The practice of placing the magic words “without prejudice and subject to contract” on every exchange during commercial negotiations can be thought a “belt and braces” or “no harm, no foul” approach, but experience and a recent High Court decision make it clear that such labelling might not grant the anticipated protection.
In Avonwick Holdings Ltd v Webinvest Ltd,  EWHC 3322 (Ch), claimant Avonwick made a pretrial application for an order that certain correspondence between the parties, their accountants and their solicitors should be admissible as evidence, notwithstanding that most of it had been headed "without prejudice and subject to contract". The application was opposed by the defendants. The claimant’s solicitors had started the use of “without prejudice and subject to contract” on draft heads of agreement proposing terms for the restructuring of the defendants’ liabilities and obligations under a loan agreement and guarantee. The same phrase was then copied over into the covering email sent by the claimant’s accountants, and was then repeated by both parties in subsequent correspondence back and forth between them.
In order to consider why this issue made a difference in Avonwick, it might be well to revisit the accepted meaning and effect under English law of the term “without prejudice”.
Placing the legend “without prejudice” at the top of a communication indicates that it concerns settlement negotiations and that the marked document should not be used for any other purpose or in any other context without the writer’s consent. While use or nonuse of the phrase by a lawyer will often carry some weight with the court when it determines the admissibility of proffered correspondence or other documents, it is not conclusive. Nevertheless, in general terms, the "without prejudice" rule can be used to exclude from evidence a document that is part of a genuine negotiation or attempt to resolve a dispute. That is, there needs to be both a genuine dispute to be resolved and a genuine attempt to resolve it. If there is no dispute about a liability, but only a negotiation as to how and when it should be discharged, the negotiations, and documents produced in the course of them, are usually not covered by the “without prejudice” exception to the admissibility of relevant evidence. That was the situation in Bradford & Bingley plc v Rashid  1 WLR 2066 and here again in Avonwick. This may seem a subtle difference, but then the law and lawsuits often turn on such subtleties.

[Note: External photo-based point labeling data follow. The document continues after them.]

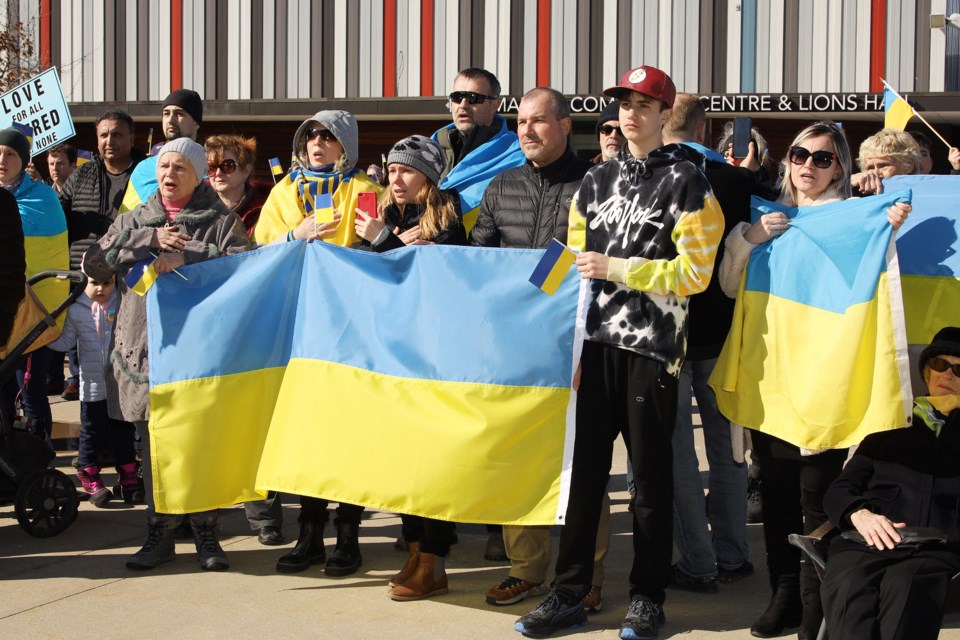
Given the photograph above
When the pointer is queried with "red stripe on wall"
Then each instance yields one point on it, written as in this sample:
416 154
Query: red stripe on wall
878 43
44 34
543 43
176 44
426 47
389 48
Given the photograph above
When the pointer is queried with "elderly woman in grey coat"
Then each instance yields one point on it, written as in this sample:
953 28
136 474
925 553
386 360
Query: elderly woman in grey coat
182 223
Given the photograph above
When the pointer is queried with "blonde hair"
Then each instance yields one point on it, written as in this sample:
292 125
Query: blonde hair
897 146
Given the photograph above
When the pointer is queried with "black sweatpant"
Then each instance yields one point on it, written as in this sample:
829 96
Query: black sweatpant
621 392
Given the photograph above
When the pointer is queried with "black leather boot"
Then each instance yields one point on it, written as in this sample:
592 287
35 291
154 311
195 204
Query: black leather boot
307 551
784 610
346 558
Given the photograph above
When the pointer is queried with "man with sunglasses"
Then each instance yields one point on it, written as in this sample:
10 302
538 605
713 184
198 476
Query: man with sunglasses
477 145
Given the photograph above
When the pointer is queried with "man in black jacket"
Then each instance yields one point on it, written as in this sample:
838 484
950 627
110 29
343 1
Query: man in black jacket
718 553
527 207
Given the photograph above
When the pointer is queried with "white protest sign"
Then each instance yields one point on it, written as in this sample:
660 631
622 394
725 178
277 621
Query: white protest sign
39 103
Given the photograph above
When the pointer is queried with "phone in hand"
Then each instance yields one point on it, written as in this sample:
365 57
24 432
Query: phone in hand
742 135
367 202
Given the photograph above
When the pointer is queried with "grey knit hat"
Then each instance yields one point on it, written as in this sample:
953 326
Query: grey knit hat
342 124
191 151
421 153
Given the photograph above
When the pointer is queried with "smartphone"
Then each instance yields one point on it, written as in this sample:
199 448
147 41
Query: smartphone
741 137
367 202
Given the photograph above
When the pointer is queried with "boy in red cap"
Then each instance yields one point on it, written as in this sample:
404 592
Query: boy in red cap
647 225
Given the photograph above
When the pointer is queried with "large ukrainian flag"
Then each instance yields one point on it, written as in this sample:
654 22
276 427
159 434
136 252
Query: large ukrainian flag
429 380
817 352
928 245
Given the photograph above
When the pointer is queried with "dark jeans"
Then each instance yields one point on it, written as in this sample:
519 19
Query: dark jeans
99 428
315 510
434 536
791 491
621 392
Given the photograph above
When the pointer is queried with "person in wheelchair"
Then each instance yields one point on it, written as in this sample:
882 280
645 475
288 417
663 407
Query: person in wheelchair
897 504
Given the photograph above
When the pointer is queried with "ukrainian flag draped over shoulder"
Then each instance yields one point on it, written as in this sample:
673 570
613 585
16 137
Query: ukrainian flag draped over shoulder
45 239
816 355
472 175
284 209
426 380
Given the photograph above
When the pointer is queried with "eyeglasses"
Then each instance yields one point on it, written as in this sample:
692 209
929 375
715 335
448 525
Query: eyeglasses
940 365
227 166
325 134
821 159
472 98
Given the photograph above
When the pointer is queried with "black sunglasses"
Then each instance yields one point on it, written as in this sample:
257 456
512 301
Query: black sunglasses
940 365
227 166
472 98
325 134
821 159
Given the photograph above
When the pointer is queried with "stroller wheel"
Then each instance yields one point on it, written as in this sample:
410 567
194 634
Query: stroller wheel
46 503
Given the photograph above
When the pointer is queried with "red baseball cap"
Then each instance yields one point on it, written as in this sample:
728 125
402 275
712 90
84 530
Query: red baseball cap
649 81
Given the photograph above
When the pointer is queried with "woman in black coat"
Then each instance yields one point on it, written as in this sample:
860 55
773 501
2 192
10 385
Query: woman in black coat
888 586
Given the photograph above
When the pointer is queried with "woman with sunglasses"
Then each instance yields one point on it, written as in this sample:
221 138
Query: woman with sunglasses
326 148
892 581
816 171
230 161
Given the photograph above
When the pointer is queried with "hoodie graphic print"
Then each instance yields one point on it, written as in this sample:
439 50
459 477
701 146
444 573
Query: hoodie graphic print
660 224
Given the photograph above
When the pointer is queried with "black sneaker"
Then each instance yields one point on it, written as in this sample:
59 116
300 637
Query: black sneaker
726 576
681 580
550 615
643 622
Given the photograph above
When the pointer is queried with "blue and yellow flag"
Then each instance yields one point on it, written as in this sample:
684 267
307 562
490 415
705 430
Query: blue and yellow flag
472 175
328 397
817 353
928 247
141 276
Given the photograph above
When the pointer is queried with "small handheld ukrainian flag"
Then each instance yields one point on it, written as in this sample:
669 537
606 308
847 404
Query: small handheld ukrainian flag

Did it make a difference in this case?
In Avonwick, the Court found that the term “without prejudice” had been used incorrectly since, upon examination of the evidence, Mr Justice Richards concluded there was no genuine dispute between the parties on liability. Rather, the discussions at that time were about terms and timing for the satisfaction of an admitted liability through a restructuring of the defendants’ debt. “Subject to contract” never really came into it. Therefore, the incorrect or mistaken marking of various documents as “without prejudice” did not require the further agreement of the parties for use or preclude the admission of the correspondence in evidence at the trial. As the court succinctly remarked: “the only conclusion, itself not an impossible one, is that the solicitor made a mistake.”
Does this provide a lesson?
It is clear from Avonwick that whether or how a lawyer or the parties mark commercial correspondence or documents does not always grant the status sought, since a court will decide whether the presence or absence of a privilege legend is appropriate or effective. Advisors and clients need to be careful to avoid creating and disseminating documentation which may not have attached to it the status of privilege they expect even when labelled as such by the legal team. In Avonwick, it was perhaps ironic that the party whose solicitors and accountants started the trail of mismarked documents then had to litigate to overcome the presumption that followed from the marking. It is therefore wise to know what the “without prejudice” phrase really means, how it should properly be used, and as well when not to use it.